Eventual-Inc / Daft

Distributed data engine for Python/SQL designed for the cloud, powered by Rust
https://getdaft.io
Apache License 2.0
2.34k stars 164 forks source link

Repeatable sampling by max rows #3332

Open ukclivecox opened 2 days ago

ukclivecox commented 2 days ago

Is your feature request related to a problem?

Generally, I know the max rows I would like to retrieve and need a sample of a given dataset for this rather than some percentage.

Describe the solution you'd like

Examples:

DuckDB allow specification of max rows Clickhouse has a fuzzy max rows "at least but not much more"

Describe alternatives you've considered

do something like

maxRows = 120000
rows = df.count_rows()
if maxRows < rows:
    sample_percent = maxRows/float(rows)
    df = df.sample(sample_percent).limit(maxRows)

Maybe this is inefficient as compared to one that returns given number of rows as part of sampling?

Additional Context

Ideally, this would be repeatable, i.e. allow one to set a seed.
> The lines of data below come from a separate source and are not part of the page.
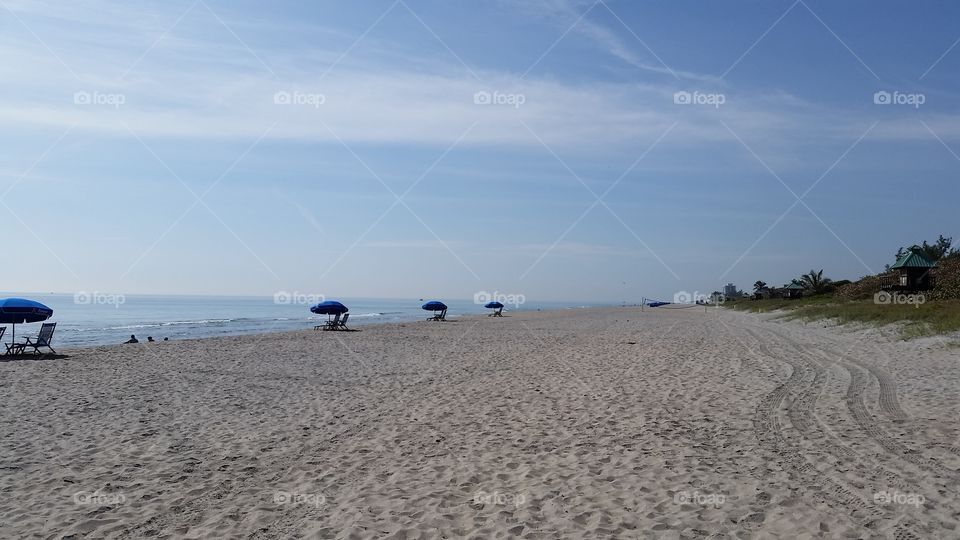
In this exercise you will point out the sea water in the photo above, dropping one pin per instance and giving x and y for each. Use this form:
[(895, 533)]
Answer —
[(88, 321)]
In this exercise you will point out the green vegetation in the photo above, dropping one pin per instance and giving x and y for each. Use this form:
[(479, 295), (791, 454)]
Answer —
[(927, 319), (930, 312)]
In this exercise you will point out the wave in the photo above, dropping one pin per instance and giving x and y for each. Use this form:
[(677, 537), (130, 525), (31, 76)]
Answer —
[(201, 321)]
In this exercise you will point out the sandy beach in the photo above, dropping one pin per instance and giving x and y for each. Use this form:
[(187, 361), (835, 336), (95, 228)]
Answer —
[(569, 424)]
This would allow sampling 1 table with joins and then taking the rows from other tables as needed with the same sampling joined rows.

Would you like to implement a fix?

No

desmondcheongzx commented 2 days ago

Sampling number of rows makes sense to me.

Ideally, this would be repeatable, i.e. allow one to set a seed. This would allow sampling 1 table with joins and then taking the rows from other tables as needed with the same sampling joined rows.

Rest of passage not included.